Why I am applying/Why I’d be a good fit:

The best part of Hokkaido, for me, has been the people I’ve met. I might live in a town of 10,000 people, but I’ve never been so busy socially. I have met so many great people at the welcome parties and the fall meeting. Hokkaido is so big, which makes it all the more important to organize events that tighten and strengthen our sense of community.

I think I would be a great person to organize HAJET’s social events next year. I like to think I’m pretty outgoing (as I am talking…). I love talking to both new people and good friends. I’m also a very organized person and have held administrative jobs before moving to Japan. This organization-freak-extraverted combination is exactly why I think I’d be well suited to the social coordinator position.

Candidate for Publications Coordinator

IMG_3452Kelsey Woodford

Why?

I’d like to have a go at being the HAJET Publications Coordinator and bringing out the Hokkaido Newcomers’ Guide this year. I’ve seen and experienced two of these guides in my time on JET now, and I think now after my experience as an ALT in Hokkaido and on the PC as the Eastern REP, I have enough of an idea of what HAJET and Hokkaido is all about to do this right and work with the content well.
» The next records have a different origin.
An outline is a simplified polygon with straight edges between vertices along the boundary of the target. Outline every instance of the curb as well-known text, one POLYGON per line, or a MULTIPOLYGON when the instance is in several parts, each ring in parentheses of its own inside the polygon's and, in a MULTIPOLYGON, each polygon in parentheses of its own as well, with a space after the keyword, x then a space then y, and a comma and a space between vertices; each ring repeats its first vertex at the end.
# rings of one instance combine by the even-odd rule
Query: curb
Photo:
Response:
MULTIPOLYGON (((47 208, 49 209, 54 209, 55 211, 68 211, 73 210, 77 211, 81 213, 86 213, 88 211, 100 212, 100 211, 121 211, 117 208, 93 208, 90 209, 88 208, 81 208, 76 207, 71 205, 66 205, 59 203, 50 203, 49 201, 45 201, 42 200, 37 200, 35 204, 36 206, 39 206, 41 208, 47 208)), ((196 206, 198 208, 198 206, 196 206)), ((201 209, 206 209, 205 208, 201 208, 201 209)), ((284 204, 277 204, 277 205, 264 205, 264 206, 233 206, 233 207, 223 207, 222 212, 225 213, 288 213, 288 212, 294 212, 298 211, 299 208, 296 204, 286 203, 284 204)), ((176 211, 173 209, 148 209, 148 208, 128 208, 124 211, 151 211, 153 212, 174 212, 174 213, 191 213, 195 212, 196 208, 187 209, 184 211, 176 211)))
My house was filled with numerous interesting piles of books and things when I moved in, among them were a few older Newcomers’ Guides. I’ve seen how it has changed for the better, and what got lost along the way.

What’s my experience?

In high school I started to learn to use adobe software in year 10, I took art, design and photography at high school. At university I studied and achieved a Bachelor of Fine Arts and also took a number of Design classes (that number would be 3…) and did my best to use manual design techniques and avoid the computer as much as possible. What that means is that I’ve figured out ways to get what I want done, while still learning everything necessary for an understanding of design principles and an understanding of the software. I have experience making and collaborating on zines (not quite the same thing as the newcomers guide, but publications nonetheless). I’ve been using computers (although not for the same tasks) more and more these days… daily in fact. I’m no stranger to writing as that was also a big part of my Fine Arts degree.

From an observer’s perspective watching the Hokkaido Newcomers Guide being made last year, I saw how Karisa handled some of the more challenging aspects, and I’m ready for a new challenge too.

What HAJET means to me:

When I first got to Hokkaido, HAJET meant support. Later HAJET meant friendship. When I joined the PC as Eastern REP, HAJET meant family. When I participated in HEC camp, HAJET meant experiencing and understanding the core of what we are here for as ALTS (and those young English learners! Fantastic!). When I decided not to re-run as Eastern REP, HAJET meant growth, both for me and whoever would come next. I kind of miss making and creating things, and haven’t found a way for that to fit smoothly into my life here aside from photography, so I’d like to see what I can do with this. Also, I just love Hokkaido so ‘ much.